A Warning to Buyers: Lowball Offers to Purchase and Looking for a “deal” Will Be an Exercise in Futility. Due to the high mortgage rate environment, the market has lined up in favor of buyers up to this point. That advantage is diminishing with the significant drop in market times. Sellers are not desperate and are not panicking to sell, unable to afford their monthly mortgage payments. Instead, carefully arriving at an offer to purchase based on a home’s Fair Market Value is a winning formula for isolating a home.
 
 
Demand rocketed higher by 38% in the past couple of weeks
 
Demand, a snapshot of the number of new escrows over the prior month, increased from 939 to 1,300 in the past couple of weeks, adding 361 pending sales, up 38%. It was the largest rise in demand since February 2021. The relentlessly rising mortgage rates market of 2022 is now in the rearview mirror. Since December, rates have danced between 6% to 6.5%, creating more stability and inviting many sidelined buyers to resume their search for a home. With the trend of slowly falling inflation, it appears that the days of 7% plus rates are a memory at this point. Expect demand to continue to rise through the month of February rapidly. If mortgage rates fall below 6% with duration, that will instigate more demand.
 
Last year, demand was at 1,683, 29% more than today, or an extra 383. The 3-year average before COVID (2017 to 2019) was 2,083 pending sales, 60% more than today, or an additional 783.
 
With demand surging higher and the supply falling, the Expected Market Time (the number of days to sell all Orange County listings at the current buying pace) plunged from 81 to 56 days in the past couple of weeks, its lowest level since June. Last year the Expected Market Time was 23 days, substantially faster than today, and home values were screaming higher. The 3-year average before COVID was 70 days, a slower pace than today.
 
 

Luxury End

The luxury market has improved considerably over the past couple of weeks.
 
In the past couple of weeks, the luxury inventory of homes priced above $2 million increased from 581 to 592 homes, up 11 homes, up 2%. Luxury demand increased by 21 pending sales, up 20%, and now sits at 124. With supply only increasing slightly compared to surging demand, the Expected Market Time for luxury homes priced above $2 million decreased from 169 to 143 days, its strongest level since the start of November. The luxury market is not quite as slow as before COVID, but it is not as fast as in the past couple of years either. Expect the luxury market to continue improving over the next month.

Year over year, luxury demand is down by 93 pending sales or 43%, and the active luxury listing inventory is up by 210 homes or 55%. Last year's Expected Market Time was 53 days, which is extremely hot for luxury.

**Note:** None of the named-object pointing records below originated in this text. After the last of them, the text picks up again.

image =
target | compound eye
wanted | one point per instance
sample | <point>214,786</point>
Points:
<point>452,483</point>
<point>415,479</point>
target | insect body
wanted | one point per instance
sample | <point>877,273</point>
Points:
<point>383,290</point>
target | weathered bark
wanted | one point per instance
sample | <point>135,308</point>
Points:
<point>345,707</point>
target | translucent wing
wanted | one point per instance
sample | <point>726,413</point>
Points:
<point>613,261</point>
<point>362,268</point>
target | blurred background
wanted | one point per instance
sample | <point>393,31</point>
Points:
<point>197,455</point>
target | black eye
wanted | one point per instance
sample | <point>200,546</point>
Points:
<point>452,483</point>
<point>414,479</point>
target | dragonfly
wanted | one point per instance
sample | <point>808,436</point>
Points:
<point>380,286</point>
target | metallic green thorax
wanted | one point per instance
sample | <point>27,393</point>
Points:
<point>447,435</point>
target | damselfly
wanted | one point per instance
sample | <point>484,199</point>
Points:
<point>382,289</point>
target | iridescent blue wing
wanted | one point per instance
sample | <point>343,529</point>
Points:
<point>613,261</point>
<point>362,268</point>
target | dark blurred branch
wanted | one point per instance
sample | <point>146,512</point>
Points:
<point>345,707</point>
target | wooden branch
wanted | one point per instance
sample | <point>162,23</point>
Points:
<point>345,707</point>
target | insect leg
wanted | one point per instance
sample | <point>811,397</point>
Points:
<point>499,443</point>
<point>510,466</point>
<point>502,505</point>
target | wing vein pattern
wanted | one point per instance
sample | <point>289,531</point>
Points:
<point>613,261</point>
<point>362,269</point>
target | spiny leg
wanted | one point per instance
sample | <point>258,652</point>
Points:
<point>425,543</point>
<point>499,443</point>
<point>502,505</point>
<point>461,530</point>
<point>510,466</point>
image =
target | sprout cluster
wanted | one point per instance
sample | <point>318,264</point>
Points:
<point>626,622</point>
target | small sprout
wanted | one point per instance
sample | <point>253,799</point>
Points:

For homes priced between $2 million and $4 million, the Expected Market Time in the past two weeks decreased from 116 to 98 days. For homes priced between $4 million and $6 million, the Expected Market Time decreased from 245 to 225 days. For homes priced above $6 million, the Expected Market Time decreased from 882 to 523 days. At 523 days, a seller would be looking at placing their home into escrow around July 2024.